The New York Giants left for San Francisco in 1957 and have been the San Francisco Giants ever since. Nevertheless, the football team is still officially named the New York Football Giants, even though they’ve been the only Giants in town for decades now.

Founded in 1925 by bookmaker Tim Mara, the Giants were important in the early years of the NFL because having a New York franchise was considered essential. Mara, along with other prominent owners such as Chicago’s George Halas, helped guide the NFL through tough times in its early decades and he saw his team win four NFL Championships between 1927 and 1956.

A 30-year fallow period followed but the Giants became a force again in the 1980s, led by head coach Bill Parcells, who won two Super Bowls in five seasons wih the help of a defense coached by Bill Belichick and starring Lawrence Taylor and Carl Banks.

In 2007 and 2011, the Giants handed Belichick his first two Super Bowl defeats as Eli Manning became one of only five players to win the Super Bowl MVP award more than once. At the time of writing, the Giants are in a slump but they remain one of the NFL’s great franchises. Here are five recommended books for anyone who wants to know more about the team.

1Lombardi and Landry (2012) by Ernie Palladino

Vince Lombardi and Tom Landry are synonymous with the Green Bay Packers and the Dallas Cowboys, respectively. But before they made their names as head coaches, the pair were assistant coaches with the Giants during the 1950s, helping to build the team to its 1956 NFL Championship. Palladino chronicles those years and looks at how they shaped two of football’s greatest coaches.
Buy the book: Amazon US

2No Medals For Trying (1990) by Jerry Izenberg

This book puts a different spin on the familiar ‘inside-the-team’ schtick, with Izenberg spending a week with the 1989 New York Giants as they try to bounce back from a road loss to the San Francisco 49ers and prepare to host division rivals, the Philadelphia Eagles. Full of characters, from Bill Parcells to Lawrence Taylor and plenty more, this benefits from an even greater level of detail than books that cover a whole season. The absorbing story plays out hour-by-hour. It’s out of print but secondhand copies are pretty easy to find.
Full review

3Super Bowl Monday (2011) by Adam Lazarus

It’s easy to forget now, but 1991’s Super Bowl XXV was cast into doubt by the unfolding war in Iraq. Adam Lazarus looks back at a title game that some argued should not have been played at all but which eventually went ahead under heightened security. The Giants won the game narrowly, taking their second Super Bowl title in what became known as a classic win over the Buffalo Bills – in large part because of Belichick’s bold game plan. For troops watching in the Gulf, the time difference meant that the action unfolded on Super Bowl Monday.

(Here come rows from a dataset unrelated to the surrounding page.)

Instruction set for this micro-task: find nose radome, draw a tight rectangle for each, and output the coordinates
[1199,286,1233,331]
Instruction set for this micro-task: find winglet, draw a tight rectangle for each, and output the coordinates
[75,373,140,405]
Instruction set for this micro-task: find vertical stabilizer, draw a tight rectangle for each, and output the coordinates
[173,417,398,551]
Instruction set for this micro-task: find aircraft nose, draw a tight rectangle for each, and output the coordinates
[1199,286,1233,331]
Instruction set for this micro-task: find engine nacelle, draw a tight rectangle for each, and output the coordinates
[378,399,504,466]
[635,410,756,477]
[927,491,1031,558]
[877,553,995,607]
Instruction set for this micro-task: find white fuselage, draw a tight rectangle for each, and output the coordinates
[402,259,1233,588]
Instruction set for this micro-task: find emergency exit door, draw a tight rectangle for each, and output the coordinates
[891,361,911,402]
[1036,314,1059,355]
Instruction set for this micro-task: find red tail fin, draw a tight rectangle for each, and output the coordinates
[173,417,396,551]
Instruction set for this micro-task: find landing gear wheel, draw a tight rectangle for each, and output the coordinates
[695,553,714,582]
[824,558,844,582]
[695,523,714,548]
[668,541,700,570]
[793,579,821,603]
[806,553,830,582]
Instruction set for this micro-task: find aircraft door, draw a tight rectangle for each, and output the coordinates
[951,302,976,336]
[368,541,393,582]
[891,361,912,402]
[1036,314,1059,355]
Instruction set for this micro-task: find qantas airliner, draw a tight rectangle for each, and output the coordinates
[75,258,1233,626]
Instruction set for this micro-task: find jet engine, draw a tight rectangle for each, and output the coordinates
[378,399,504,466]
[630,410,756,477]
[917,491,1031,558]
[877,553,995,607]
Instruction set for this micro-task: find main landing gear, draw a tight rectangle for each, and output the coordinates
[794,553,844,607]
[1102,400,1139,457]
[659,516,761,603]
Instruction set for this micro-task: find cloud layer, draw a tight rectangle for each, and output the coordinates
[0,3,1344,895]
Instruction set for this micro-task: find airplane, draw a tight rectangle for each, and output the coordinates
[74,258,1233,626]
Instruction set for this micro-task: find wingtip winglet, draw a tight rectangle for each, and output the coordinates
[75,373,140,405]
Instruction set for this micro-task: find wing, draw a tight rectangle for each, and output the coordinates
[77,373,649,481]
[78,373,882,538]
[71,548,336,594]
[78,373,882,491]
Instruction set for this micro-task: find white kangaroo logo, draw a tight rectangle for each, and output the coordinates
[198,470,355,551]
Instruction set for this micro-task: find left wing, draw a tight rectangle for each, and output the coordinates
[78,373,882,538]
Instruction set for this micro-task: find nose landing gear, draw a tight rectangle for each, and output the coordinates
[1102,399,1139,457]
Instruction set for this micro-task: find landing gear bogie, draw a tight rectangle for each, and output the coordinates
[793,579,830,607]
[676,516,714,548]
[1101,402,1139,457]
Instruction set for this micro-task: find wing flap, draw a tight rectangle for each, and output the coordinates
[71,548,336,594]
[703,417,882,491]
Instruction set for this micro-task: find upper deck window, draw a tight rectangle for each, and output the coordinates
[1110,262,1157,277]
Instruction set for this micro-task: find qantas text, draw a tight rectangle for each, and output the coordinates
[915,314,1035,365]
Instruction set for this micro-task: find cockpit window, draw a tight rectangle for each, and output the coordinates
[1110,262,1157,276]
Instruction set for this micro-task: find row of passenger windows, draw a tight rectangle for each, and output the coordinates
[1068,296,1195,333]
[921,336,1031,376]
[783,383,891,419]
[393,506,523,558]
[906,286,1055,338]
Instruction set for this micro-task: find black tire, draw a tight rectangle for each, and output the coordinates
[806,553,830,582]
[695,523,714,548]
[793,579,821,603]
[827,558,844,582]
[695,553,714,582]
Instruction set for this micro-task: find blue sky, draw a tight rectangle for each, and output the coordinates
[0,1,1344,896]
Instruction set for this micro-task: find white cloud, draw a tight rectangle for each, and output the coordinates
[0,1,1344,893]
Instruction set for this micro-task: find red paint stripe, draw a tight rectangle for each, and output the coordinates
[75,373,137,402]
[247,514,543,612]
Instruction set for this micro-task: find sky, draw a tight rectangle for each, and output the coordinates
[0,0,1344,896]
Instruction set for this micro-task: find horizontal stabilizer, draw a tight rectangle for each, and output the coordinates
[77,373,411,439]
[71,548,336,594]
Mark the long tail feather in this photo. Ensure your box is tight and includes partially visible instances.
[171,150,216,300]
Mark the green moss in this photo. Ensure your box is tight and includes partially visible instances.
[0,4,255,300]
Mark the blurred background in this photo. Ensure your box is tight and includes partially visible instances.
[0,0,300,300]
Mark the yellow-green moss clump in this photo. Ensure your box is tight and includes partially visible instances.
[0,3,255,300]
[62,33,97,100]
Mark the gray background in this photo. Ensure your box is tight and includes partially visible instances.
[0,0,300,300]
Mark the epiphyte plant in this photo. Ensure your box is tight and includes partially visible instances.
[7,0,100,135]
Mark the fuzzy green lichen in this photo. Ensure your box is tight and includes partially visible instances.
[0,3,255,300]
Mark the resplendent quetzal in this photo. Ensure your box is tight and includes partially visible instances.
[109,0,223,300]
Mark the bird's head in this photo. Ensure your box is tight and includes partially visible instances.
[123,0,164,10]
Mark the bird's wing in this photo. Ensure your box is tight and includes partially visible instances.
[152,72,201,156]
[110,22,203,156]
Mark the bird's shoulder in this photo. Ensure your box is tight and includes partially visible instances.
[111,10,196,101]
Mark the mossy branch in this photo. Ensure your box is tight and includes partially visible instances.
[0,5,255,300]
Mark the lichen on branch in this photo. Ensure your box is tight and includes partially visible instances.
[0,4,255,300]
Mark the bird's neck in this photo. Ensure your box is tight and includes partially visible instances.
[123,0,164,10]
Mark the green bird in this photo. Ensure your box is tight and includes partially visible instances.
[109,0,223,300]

4Parcells: A Football Life (2014) by Bill Parcells and Nunyo Demasio

Bill Parcells has always done things his own way, so it’s no surprise that he would co-write his own biography. Written in third person and supplemented by more than a hundred interviews by Demasio, Parcells: A Football Life examines the Hall of Fame head coach’s six-decade career. As you would expect, a significant chunk of the book deals with Parcells’ time in charge of the Giants, competing against coaching legends such as Bill Walsh in San Francisco and Joe Gibbs in Washington.
Buy the book: Amazon US // Amazon UK

5The GM (2008) by Tom Callahan

Though the Giants lost their only Super Bowl appearance with Ernie Accorsi as general manager – falling to the Ravens in 2001 – the veteran football executive arguably assembled the team that won the Super Bowl in 2008. Indeed, if you pick up the second edition of this book, it closes with a chapter on that Super Bowl, making author Tom Callahan’s view on the subject clear. Though the book spends some time on Accorsi’s time as GM of the Baltimore Colts and in a similar role with the Cleveland Browns, overwhelmingly this is a book about the Giants and offers a valuable insight for fans.